COMING UP SHORT
MARTIN SHORT: FAME BECOMES ME
(two stars)
Bernard J. Jacobs Theatre, 242 W. 45th St., between Broadway and Eighth Avenue; (212) 239-6200.
THEY lie to you. They tell you talent is enough. But it’s never enough. Even genius is not enough. You need something called material.
That was shown – or rather not shown – abundantly last night at the Bernard J. Jacobs Theatre, where the show “Martin Short: Fame Becomes Me” seemed buried neck-deep in talent. And I don’t mean just the phenomenally gifted Short himself.
The entire blissfully supportive supporting cast – Brooks Ashmanskas, Mary Birdsong, Capathia Jenkins, Nicole Parker and Marc Shaiman – stood almost as tall in the talent bracket.
There is even a variable guest celebrity slot – at the performance I saw it was filled by Tracy Ullman – following the precedent of an earlier Broadway venture, “The Play What I Wrote.” (If you ask “What?” to that, don’t worry, I understand – it wasn’t around for too many guest celebrities.)
Yet all the King’s horses and all the King’s men don’t help if the damned wall doesn’t stand up.

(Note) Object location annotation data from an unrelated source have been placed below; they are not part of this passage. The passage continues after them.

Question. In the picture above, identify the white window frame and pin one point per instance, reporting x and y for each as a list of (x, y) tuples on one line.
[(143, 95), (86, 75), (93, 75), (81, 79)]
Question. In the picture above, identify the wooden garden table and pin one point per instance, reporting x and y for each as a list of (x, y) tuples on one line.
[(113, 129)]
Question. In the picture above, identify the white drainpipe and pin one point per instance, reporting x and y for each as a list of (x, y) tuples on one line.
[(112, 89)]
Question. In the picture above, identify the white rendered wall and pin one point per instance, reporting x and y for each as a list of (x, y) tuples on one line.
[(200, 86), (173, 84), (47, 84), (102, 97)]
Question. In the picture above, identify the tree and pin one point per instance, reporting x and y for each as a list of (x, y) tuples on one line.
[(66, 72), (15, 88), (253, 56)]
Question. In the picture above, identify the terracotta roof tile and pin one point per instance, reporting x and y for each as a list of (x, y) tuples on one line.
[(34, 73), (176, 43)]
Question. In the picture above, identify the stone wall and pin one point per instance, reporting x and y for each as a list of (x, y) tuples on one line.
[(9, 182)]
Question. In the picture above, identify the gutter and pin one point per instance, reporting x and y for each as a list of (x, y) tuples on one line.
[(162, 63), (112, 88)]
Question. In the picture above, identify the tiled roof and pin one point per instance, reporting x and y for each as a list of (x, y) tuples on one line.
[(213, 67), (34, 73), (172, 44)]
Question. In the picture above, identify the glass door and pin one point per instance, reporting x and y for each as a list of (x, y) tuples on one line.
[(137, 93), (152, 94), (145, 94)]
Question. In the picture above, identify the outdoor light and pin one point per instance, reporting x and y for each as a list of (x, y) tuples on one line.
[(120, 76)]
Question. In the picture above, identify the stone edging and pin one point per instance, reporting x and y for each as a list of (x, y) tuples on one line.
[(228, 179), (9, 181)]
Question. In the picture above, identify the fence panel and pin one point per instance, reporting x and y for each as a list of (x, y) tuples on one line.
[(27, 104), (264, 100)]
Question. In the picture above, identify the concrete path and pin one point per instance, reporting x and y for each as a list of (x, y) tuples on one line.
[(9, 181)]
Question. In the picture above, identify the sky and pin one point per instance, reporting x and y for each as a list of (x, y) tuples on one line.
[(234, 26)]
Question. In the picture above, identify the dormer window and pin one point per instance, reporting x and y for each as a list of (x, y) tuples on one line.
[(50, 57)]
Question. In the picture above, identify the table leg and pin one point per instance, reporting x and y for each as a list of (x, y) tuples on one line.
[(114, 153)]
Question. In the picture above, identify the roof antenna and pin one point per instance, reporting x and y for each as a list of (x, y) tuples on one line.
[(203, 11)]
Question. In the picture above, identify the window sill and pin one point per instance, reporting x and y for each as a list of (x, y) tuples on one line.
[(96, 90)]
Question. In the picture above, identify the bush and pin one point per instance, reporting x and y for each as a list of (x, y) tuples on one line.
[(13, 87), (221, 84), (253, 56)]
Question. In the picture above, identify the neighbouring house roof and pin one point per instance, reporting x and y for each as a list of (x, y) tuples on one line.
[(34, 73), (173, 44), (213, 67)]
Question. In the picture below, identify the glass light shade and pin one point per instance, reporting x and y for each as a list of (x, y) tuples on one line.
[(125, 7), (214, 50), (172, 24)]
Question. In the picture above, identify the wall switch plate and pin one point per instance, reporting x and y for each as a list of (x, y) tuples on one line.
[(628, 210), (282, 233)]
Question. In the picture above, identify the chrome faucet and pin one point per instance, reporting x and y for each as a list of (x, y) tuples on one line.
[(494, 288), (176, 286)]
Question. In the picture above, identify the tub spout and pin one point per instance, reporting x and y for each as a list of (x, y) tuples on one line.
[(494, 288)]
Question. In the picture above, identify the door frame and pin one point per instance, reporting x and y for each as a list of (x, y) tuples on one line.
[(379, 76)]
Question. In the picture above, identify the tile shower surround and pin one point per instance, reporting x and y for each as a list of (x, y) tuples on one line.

The show – conceived by Short and Scott Wittman – trades on Short’s own delicious brand of fatuous irony, daring absurdity and beautifully self-destructive egotism.
Wait, that makes it sound better than it is.
For despite Short’s edgy charm, which is considerable, the evening itself is simply a series of revue vignettes hung on a kind of autobiographical clothesline from the hero’s unexceptional birth in Hamilton, Ontario, to his modest stardom in Hollywood.
The music and lyrics by Shaiman and Wittman – of “Hairspray” repute – are essentially unmemorable and certainly unhummable, leaving the highly talented cast rubbing shticks together in the hope of igniting some kind of theatrical fire.
Too many, unfortunately, are simply damp squibs.
The dance pastiches of Tommy Tune and Bob Fosse – in both of which Ashmanskas is hilariously clever – and some of the sly impersonations, such as Parker undulating horrifically as a demented Ellen DeGeneres, or Short both as a raspy voiced, cruelly trembling Katharine Hepburn and a plummy-toned Richard Burton, have the right pungency and bite.
And it wouldn’t be a Short show if our hero did not introduce one or two of his TV alter-egos, such as that fearless interviewer, the chin-challenged and otherwise obnoxious Jiminy Glick, and the cigar-chomping Broadway producer, Irving Cohen.
The talent is there. But what “Martin Short: Fame Becomes Me” needed was a real producer/director who could trim and edit, prod and probe, and make a proper vehicle for these people, rather than an ambling hobbyhorse for the hard-working and infinitely adorable Short.
Here – through no one’s fault but his own – Short is very much short-changed.